IE9 has certainly considered this in their visual approach here, shrinking down the menu/tool bars to an industry leading size (smaller than Chrome I’m told), and implementing a unified search/location bar. The result here is IE “gets out of the way” providing more emphasis on the web content your viewing. Less is more.

Pinned Site — Sites become apps

As web sites continue to move away from simple content deliver to richer, broader two-way experiences, developers are starting to look at smarter ways to expand functionality outside of traditional confines of the browser window. In aid of this Microsoft now promotes ‘sites as apps’. This allows you to pull a link or tab into your taskbar and then access part of that sites functionality directly from Windows — just like a real application. This is going to be great for site like Gmail, Facebook, and Twitter. No need to access the site directly; everything can be done from your desktop.

GPU Rendering

It started with Jave, then Flash, and now HTML 5 continues to drive the web evolution towards a rich multimedia experience. But there content possibilities require considerable processing power to render in-browser. First to market with a solution to this, IE9 now has embedded GPU enabled rendering to take some of the load off the CPU for those more processer intensive sites. The demo we were shown involved rendering a couple of hundred 3d fish in a fish tank enviroment. IE 9 handled the demo with ease crusing along at alomost 60 frames, whereas the non-GPU capabile Chrome struggled to display less than a dozen before grinding to a halt. This is going to be great for full res 1080p video and gaming in browser.

Other Impressions

Other key impressions included:

  • HTML5 compliance, despite not being a standard spec yet, must be frustrating from a browser devs point of view.
  • Clean, uncuttered interface. The browser frace is virually unnoticable.
  • Speed of rendering engine — beat Firefox and Chrome rendering Facebook.
  • Tear off tabs — You can finally move a Youtube session off your current window without losing your spot.

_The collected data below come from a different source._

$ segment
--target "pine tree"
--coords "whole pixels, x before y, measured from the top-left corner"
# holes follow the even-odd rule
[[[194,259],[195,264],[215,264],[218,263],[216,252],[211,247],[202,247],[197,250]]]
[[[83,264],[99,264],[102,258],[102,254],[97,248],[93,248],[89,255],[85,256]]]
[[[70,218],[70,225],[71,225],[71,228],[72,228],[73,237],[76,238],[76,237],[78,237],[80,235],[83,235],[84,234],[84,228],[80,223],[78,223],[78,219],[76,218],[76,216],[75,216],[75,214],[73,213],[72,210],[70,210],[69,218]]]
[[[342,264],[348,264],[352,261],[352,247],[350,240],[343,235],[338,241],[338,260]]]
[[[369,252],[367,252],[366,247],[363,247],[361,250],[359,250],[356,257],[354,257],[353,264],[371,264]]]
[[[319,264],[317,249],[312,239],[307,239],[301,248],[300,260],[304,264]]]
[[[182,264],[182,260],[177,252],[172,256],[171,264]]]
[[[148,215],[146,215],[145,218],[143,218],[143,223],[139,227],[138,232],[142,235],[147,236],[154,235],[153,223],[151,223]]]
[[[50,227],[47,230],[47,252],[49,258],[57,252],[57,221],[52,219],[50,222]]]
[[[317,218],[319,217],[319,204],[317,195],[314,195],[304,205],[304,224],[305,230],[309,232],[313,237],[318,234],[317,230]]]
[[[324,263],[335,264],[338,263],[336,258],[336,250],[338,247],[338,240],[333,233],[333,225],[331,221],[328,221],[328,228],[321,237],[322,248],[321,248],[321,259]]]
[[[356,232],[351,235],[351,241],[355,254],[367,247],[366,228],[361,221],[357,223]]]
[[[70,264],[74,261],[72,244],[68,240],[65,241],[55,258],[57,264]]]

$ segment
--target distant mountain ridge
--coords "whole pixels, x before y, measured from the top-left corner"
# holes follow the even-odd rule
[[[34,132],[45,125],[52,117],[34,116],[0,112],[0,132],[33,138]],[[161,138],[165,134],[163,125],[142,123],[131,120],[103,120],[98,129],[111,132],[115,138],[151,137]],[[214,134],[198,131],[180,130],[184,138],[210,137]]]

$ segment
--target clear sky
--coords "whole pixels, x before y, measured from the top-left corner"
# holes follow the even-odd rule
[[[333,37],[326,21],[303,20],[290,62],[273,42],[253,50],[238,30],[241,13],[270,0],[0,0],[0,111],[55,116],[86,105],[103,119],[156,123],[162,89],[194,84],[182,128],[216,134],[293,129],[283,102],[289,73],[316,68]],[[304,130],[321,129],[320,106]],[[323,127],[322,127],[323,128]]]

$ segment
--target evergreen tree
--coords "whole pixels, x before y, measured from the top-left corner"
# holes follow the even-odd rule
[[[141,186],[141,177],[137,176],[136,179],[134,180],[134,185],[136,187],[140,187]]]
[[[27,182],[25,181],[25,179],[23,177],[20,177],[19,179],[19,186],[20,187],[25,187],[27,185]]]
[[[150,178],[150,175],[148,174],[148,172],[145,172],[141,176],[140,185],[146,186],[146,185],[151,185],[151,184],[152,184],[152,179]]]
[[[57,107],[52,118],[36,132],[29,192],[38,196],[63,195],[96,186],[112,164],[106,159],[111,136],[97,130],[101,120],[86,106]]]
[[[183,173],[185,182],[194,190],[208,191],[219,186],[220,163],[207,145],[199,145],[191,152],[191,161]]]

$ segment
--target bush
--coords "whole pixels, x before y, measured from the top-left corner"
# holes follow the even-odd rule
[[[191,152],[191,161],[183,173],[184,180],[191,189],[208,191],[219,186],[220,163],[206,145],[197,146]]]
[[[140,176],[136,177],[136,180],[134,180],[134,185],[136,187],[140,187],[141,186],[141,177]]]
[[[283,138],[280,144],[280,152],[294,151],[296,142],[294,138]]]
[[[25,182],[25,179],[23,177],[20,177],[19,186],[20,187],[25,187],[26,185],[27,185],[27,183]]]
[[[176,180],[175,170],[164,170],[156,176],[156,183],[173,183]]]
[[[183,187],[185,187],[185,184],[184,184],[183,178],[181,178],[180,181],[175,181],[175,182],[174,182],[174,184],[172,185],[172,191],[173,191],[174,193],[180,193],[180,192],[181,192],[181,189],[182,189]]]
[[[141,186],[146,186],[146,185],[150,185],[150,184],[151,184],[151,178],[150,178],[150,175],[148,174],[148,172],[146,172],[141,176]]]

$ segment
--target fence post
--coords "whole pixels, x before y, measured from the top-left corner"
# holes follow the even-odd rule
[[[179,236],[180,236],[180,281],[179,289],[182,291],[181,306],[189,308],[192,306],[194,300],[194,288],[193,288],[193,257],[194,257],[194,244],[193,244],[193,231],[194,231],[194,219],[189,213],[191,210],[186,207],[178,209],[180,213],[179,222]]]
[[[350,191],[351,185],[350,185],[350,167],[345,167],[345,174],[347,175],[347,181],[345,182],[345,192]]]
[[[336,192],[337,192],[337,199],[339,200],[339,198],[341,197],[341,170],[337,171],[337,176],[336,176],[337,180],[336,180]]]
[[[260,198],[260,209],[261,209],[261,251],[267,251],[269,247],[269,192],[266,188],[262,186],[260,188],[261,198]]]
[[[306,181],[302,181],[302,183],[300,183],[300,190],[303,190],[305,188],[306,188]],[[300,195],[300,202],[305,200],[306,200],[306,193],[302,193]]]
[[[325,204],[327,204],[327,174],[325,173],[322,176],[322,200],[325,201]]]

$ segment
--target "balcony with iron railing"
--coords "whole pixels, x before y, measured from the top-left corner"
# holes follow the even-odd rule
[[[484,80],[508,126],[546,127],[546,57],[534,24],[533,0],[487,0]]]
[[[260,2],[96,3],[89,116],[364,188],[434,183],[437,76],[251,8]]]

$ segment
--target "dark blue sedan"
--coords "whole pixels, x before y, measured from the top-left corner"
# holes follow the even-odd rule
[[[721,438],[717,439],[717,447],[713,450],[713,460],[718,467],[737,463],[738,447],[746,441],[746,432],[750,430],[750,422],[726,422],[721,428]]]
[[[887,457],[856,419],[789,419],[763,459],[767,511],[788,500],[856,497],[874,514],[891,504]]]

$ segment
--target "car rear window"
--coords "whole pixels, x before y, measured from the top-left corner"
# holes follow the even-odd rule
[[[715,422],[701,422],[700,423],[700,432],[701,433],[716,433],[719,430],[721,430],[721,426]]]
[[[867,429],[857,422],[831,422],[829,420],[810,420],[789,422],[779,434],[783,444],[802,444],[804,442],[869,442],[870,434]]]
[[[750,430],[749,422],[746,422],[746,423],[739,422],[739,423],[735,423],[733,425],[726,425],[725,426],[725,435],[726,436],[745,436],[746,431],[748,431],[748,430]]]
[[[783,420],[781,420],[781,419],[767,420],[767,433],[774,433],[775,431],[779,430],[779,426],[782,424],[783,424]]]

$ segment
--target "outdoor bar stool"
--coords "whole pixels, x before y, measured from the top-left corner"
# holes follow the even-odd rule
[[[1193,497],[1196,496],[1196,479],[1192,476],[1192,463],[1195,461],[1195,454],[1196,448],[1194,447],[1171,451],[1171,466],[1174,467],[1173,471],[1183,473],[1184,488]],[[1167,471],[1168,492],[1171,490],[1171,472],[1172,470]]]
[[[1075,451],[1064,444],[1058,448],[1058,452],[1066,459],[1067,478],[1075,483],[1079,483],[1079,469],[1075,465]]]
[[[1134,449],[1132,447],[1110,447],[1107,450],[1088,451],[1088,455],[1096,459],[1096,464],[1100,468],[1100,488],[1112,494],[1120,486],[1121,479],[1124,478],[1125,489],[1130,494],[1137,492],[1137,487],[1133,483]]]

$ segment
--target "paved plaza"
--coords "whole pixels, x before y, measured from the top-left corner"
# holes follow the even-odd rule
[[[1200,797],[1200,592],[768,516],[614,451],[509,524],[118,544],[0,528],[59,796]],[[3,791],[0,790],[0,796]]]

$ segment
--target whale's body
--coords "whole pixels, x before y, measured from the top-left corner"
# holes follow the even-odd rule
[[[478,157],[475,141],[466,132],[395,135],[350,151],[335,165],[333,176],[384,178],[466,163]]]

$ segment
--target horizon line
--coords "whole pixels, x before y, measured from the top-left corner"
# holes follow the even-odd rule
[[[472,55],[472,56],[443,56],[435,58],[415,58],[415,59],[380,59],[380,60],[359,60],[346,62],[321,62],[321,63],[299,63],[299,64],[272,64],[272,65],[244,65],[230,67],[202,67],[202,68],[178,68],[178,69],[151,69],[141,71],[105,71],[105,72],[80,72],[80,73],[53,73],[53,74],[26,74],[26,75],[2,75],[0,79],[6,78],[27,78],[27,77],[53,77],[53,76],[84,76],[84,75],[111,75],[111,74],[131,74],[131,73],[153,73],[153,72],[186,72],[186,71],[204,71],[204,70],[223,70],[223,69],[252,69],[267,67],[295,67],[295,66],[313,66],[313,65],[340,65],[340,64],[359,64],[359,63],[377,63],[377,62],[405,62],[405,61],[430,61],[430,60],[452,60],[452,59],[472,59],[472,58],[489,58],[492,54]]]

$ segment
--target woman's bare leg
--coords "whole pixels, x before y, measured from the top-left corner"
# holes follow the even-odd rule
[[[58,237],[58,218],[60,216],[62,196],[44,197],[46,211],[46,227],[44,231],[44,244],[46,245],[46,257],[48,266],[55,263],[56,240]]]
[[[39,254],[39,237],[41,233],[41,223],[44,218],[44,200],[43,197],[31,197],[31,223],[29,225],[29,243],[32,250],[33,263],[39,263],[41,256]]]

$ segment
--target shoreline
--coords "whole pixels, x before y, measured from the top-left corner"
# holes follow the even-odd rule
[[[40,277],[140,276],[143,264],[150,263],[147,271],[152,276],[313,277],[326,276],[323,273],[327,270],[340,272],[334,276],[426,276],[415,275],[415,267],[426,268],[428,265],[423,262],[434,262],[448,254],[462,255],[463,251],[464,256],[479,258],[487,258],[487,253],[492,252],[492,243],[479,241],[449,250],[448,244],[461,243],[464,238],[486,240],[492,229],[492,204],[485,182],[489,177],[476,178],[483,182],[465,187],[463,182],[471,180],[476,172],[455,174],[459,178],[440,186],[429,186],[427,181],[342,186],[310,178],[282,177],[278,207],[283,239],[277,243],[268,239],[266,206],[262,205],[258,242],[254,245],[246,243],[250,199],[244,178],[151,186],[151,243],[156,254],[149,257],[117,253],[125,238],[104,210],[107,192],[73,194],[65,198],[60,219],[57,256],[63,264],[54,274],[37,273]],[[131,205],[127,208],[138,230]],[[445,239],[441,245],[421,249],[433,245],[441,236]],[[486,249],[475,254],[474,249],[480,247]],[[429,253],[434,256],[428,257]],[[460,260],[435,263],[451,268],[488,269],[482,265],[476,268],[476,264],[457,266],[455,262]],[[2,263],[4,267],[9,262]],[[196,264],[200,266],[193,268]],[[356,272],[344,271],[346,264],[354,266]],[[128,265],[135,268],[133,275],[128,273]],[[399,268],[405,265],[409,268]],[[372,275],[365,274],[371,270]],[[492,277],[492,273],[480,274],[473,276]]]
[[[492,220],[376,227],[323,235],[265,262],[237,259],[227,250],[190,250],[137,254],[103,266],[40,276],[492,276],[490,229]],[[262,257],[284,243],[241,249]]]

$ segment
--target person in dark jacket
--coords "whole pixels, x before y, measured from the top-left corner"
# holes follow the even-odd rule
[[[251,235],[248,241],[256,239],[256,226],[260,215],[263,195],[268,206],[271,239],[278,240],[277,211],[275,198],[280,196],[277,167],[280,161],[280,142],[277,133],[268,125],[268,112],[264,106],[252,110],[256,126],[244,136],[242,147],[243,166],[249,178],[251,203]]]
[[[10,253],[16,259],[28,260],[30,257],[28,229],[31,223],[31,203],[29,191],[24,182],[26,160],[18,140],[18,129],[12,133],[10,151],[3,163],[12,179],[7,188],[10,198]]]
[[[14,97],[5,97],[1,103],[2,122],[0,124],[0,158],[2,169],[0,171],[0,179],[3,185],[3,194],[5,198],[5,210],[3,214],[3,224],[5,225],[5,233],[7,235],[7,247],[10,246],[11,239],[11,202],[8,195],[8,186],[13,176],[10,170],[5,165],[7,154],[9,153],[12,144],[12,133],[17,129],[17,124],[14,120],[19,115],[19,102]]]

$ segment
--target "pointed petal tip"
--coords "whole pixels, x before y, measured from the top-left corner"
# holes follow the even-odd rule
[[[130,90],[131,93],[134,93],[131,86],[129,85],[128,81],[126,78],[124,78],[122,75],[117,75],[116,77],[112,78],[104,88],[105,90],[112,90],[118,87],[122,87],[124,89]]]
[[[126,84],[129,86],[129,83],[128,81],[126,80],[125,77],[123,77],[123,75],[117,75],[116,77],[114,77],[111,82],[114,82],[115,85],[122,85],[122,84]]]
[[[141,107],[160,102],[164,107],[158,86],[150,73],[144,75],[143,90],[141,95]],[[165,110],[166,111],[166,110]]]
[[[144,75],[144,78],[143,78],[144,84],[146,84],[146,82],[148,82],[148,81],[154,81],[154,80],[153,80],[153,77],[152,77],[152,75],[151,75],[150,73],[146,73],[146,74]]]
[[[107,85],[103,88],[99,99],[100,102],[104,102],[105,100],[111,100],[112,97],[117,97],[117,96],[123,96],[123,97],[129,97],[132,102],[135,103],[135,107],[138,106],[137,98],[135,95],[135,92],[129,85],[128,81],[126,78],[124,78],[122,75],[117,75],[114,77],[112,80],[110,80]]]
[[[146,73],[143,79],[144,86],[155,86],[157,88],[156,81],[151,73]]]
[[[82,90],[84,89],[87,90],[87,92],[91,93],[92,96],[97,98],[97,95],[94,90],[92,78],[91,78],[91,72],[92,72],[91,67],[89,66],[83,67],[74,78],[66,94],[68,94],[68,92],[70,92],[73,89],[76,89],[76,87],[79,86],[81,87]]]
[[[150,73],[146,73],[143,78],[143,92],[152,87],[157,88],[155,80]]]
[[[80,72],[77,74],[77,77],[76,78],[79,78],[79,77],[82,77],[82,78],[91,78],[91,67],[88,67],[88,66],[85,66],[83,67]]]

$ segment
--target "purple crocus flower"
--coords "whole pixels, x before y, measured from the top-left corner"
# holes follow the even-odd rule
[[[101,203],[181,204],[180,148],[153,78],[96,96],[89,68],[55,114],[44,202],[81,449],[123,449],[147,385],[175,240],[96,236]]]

All in all IE9 is an exceptionally worthy upgrade.

Microsoft is starting to ‘get’ user-centered design, and you can see it paying dividends across flagship products such a Windows Phone, Win7 and now IE. It’s arguable that the feature set they’re offering here positions IE9 as the browser of choice across PC land right now, however, with Firefox 4 and Chrome updates just around the corner, th

is could quickly change. Regardless, the need to immediately go out and replace Microsoft’s default option is greatly reduced for those format reinstall jobs! Well worth a look.